Winning Weekend

Shake-of-the-Day

Spacebee and I headed down Illinois-way for a surprise birthday extravadanza for Spacebee’s Mom.  It was a fun time all around, but the highlight was kinda-sorta an accident.

It was a surprise that spacebee and I would attend, so we had to be kept under lock and key until the party on Saturday night.  As such I demanded to go play golf with my future Brother-in-Law on Saturday morning.  After an early deluge of rain we headed out Cedar Dell for some country golfin’ action.  I played, literally, my worst game of the year and lost $8 to my opponent (almost the max I could lose.)

After a few drinks at the club house we headed to another country tavern so that I could sample the Best Burger in Town.  It was, as advertised, delicious.

Finally, as we moseyed back to the house my ever-alert passenger mentioned in passing, “you realize we’re close to Stoney’s, don’t you?”  Stoney’s is the greatest bar in Illinois, and high in the running for Best Bar Worldwide (though it would never top the Main Depot.)  Stoney’s is 1/2 liquor store and 1/2 bar.  There are two dart boards and Golden Tee classic.  Enough said.

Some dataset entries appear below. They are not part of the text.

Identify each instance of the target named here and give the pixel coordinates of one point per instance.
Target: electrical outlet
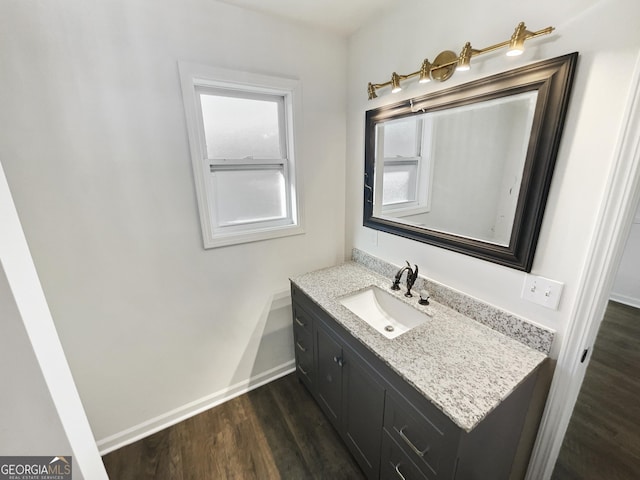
(542, 291)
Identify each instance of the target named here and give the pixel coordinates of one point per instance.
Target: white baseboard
(631, 301)
(151, 426)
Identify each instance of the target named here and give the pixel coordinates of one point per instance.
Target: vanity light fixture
(447, 62)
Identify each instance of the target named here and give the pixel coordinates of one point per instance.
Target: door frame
(614, 221)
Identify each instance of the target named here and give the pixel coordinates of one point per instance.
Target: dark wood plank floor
(603, 437)
(274, 432)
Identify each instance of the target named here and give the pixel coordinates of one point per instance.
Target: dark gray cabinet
(391, 429)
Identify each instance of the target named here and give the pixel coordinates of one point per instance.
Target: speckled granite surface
(463, 367)
(534, 336)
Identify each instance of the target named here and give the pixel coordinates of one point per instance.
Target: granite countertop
(463, 367)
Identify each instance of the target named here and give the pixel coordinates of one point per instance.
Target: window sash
(201, 79)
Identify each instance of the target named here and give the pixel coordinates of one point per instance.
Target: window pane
(240, 127)
(401, 138)
(245, 196)
(400, 181)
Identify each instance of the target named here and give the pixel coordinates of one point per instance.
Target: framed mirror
(469, 168)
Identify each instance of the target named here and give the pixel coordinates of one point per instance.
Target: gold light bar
(447, 62)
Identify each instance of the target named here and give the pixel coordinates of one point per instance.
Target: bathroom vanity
(448, 399)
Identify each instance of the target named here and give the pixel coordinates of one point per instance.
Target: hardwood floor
(274, 432)
(603, 437)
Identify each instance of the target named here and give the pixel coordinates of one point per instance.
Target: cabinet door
(363, 409)
(303, 346)
(329, 376)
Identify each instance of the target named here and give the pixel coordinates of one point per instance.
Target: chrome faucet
(412, 276)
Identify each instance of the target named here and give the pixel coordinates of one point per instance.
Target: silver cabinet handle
(415, 449)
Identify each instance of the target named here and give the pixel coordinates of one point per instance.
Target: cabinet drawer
(395, 463)
(428, 446)
(301, 320)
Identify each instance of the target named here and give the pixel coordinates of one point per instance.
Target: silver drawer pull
(420, 453)
(397, 468)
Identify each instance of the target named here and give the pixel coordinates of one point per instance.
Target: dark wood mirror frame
(553, 80)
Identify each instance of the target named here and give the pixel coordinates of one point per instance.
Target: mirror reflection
(457, 170)
(469, 168)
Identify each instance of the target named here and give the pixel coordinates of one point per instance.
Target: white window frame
(422, 161)
(195, 79)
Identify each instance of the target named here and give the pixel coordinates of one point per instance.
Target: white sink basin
(384, 312)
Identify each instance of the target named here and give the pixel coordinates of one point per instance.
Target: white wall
(626, 287)
(399, 42)
(30, 424)
(94, 145)
(40, 410)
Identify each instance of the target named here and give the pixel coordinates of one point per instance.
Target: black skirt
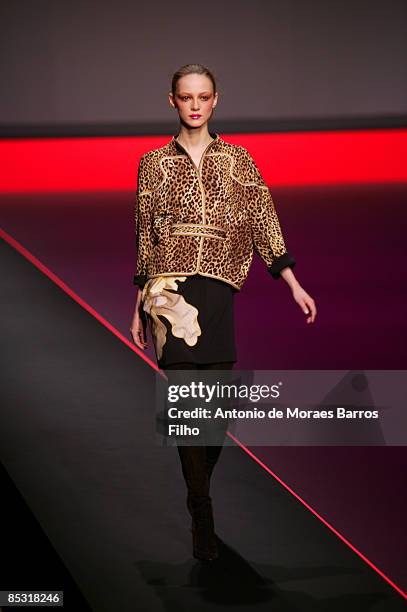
(216, 343)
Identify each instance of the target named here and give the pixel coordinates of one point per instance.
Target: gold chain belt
(198, 229)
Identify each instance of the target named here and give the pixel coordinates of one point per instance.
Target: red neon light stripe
(324, 521)
(294, 158)
(21, 249)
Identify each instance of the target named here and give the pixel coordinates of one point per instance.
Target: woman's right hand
(138, 327)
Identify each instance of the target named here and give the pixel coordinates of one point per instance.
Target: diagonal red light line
(321, 518)
(21, 249)
(38, 264)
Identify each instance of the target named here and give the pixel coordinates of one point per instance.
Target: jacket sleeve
(268, 240)
(142, 224)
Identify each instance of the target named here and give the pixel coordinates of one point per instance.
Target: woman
(202, 208)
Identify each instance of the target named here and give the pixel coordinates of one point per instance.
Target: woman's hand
(305, 302)
(138, 328)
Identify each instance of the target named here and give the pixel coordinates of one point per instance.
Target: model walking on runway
(202, 208)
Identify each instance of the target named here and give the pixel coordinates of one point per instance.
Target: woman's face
(194, 99)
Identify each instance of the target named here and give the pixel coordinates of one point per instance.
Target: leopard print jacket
(205, 220)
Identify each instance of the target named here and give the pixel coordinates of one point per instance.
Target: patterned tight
(198, 462)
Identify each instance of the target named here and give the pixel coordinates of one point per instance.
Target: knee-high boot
(199, 502)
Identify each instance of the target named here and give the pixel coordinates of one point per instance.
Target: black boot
(203, 532)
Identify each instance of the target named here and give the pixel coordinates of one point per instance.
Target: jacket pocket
(162, 222)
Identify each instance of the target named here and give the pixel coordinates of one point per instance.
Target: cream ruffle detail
(182, 316)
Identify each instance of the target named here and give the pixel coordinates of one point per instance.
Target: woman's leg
(196, 476)
(213, 452)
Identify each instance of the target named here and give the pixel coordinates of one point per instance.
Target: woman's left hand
(305, 302)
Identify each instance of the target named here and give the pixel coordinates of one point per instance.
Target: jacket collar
(177, 148)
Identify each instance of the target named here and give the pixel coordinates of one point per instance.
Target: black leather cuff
(140, 280)
(280, 263)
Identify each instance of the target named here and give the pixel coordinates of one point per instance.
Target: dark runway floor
(77, 437)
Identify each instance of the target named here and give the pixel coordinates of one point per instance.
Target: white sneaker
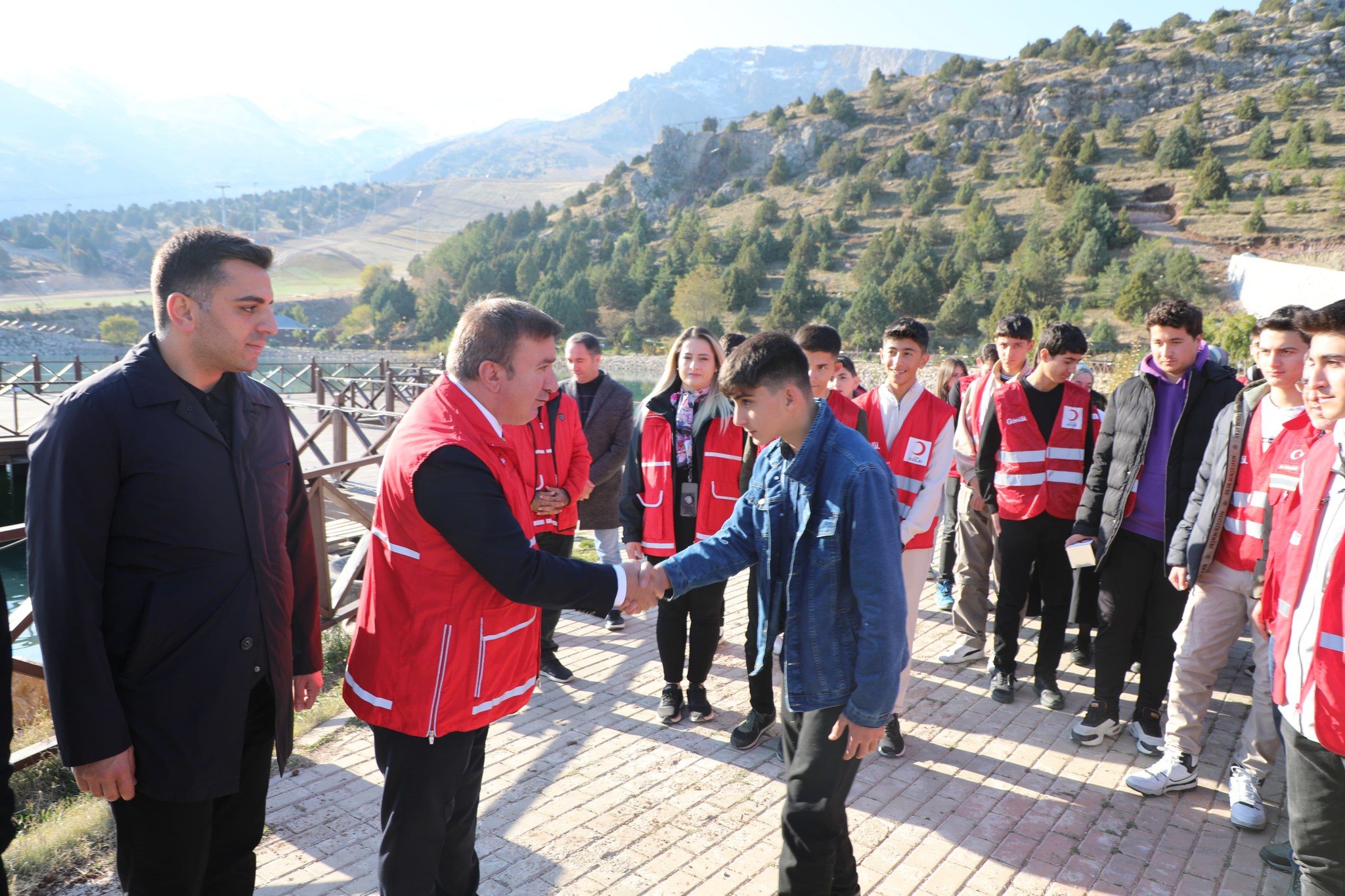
(1245, 800)
(1174, 771)
(962, 653)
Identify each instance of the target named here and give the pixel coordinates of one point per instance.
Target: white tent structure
(1264, 285)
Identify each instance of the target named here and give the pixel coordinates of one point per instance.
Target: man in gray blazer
(607, 412)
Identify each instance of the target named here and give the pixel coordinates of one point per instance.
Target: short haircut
(1015, 327)
(767, 360)
(588, 341)
(1063, 339)
(190, 261)
(1285, 320)
(908, 328)
(490, 331)
(1176, 313)
(1324, 320)
(818, 337)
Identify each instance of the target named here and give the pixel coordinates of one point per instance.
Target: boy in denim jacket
(818, 495)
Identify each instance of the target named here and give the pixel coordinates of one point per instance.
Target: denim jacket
(845, 639)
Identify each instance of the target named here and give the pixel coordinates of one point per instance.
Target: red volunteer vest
(720, 468)
(1285, 589)
(556, 458)
(1036, 476)
(436, 648)
(908, 457)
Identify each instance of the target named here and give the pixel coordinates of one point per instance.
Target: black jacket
(1122, 444)
(162, 563)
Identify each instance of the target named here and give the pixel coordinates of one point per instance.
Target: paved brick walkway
(585, 793)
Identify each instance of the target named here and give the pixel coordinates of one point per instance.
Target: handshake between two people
(645, 582)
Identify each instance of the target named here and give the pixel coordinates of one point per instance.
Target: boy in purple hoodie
(1145, 467)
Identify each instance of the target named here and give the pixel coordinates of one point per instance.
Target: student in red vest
(822, 345)
(1030, 467)
(553, 458)
(680, 485)
(447, 633)
(1264, 437)
(912, 429)
(975, 532)
(1305, 609)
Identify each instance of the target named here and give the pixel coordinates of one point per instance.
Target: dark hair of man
(908, 328)
(1285, 320)
(768, 360)
(1324, 320)
(1015, 327)
(588, 341)
(190, 261)
(490, 331)
(1176, 313)
(818, 337)
(1063, 339)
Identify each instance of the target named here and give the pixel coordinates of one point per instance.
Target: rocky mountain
(724, 83)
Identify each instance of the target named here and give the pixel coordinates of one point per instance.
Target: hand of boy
(860, 740)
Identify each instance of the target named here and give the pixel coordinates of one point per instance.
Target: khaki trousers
(1216, 614)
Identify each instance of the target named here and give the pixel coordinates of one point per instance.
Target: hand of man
(1180, 578)
(860, 742)
(112, 778)
(307, 689)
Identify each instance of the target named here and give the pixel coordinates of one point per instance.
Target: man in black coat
(174, 578)
(607, 412)
(1145, 465)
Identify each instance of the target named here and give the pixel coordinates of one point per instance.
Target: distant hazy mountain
(722, 82)
(84, 142)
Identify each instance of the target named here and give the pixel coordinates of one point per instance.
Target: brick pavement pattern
(586, 793)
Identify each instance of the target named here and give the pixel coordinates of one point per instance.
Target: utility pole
(223, 209)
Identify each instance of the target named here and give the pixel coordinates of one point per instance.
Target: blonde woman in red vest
(912, 429)
(680, 486)
(1034, 450)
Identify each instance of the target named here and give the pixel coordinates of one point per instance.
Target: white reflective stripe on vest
(396, 548)
(1245, 527)
(1023, 457)
(1020, 479)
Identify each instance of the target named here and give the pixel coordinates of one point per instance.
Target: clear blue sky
(463, 66)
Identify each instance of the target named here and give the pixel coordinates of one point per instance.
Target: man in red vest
(554, 459)
(1030, 464)
(447, 636)
(1248, 476)
(1304, 605)
(975, 531)
(912, 429)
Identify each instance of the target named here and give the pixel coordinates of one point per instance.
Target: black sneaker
(556, 671)
(698, 703)
(751, 730)
(892, 744)
(670, 706)
(1147, 731)
(1048, 692)
(1002, 685)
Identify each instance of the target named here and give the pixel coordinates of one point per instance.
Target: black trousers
(562, 545)
(202, 848)
(1033, 550)
(817, 857)
(431, 792)
(1314, 779)
(1134, 591)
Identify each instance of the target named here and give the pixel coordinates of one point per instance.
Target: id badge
(686, 499)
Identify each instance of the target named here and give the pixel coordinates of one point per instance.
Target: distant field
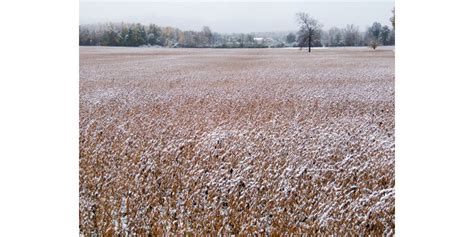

So we stopped in for one (Just One!) and chatted with the bartender and other patron (singular).  Just as we were finishing our drinks my partner sputtered a little bit of drink and said “Quince!” (the bartenders name was Quincy.  I swear.)  “Quince!” he said, “lemme get the shake of the day.”  He plopped a dollar on the bar and rolled for shit.  He passed me the dice cup and said “Zach, you’re up.”  The next things all happened simultaneously:

  • The other patron said “I hope you win but not before I roll.”
  • With one hand I produced a $5 bill and told Quince that I’d need change
  • With the other hand I tipped the cup and rolled five 3’s, the result of which was that…
  • …I won $1000

After that there was lots of running around, yelling, high-fives, and congratulatory High Life’s.  Also: lots of reminiscing about previous winners and the circumstances of the wins.  Also: drinking.

Well, I used up my dice-based luck for the next decade– what did you guys do this weekend?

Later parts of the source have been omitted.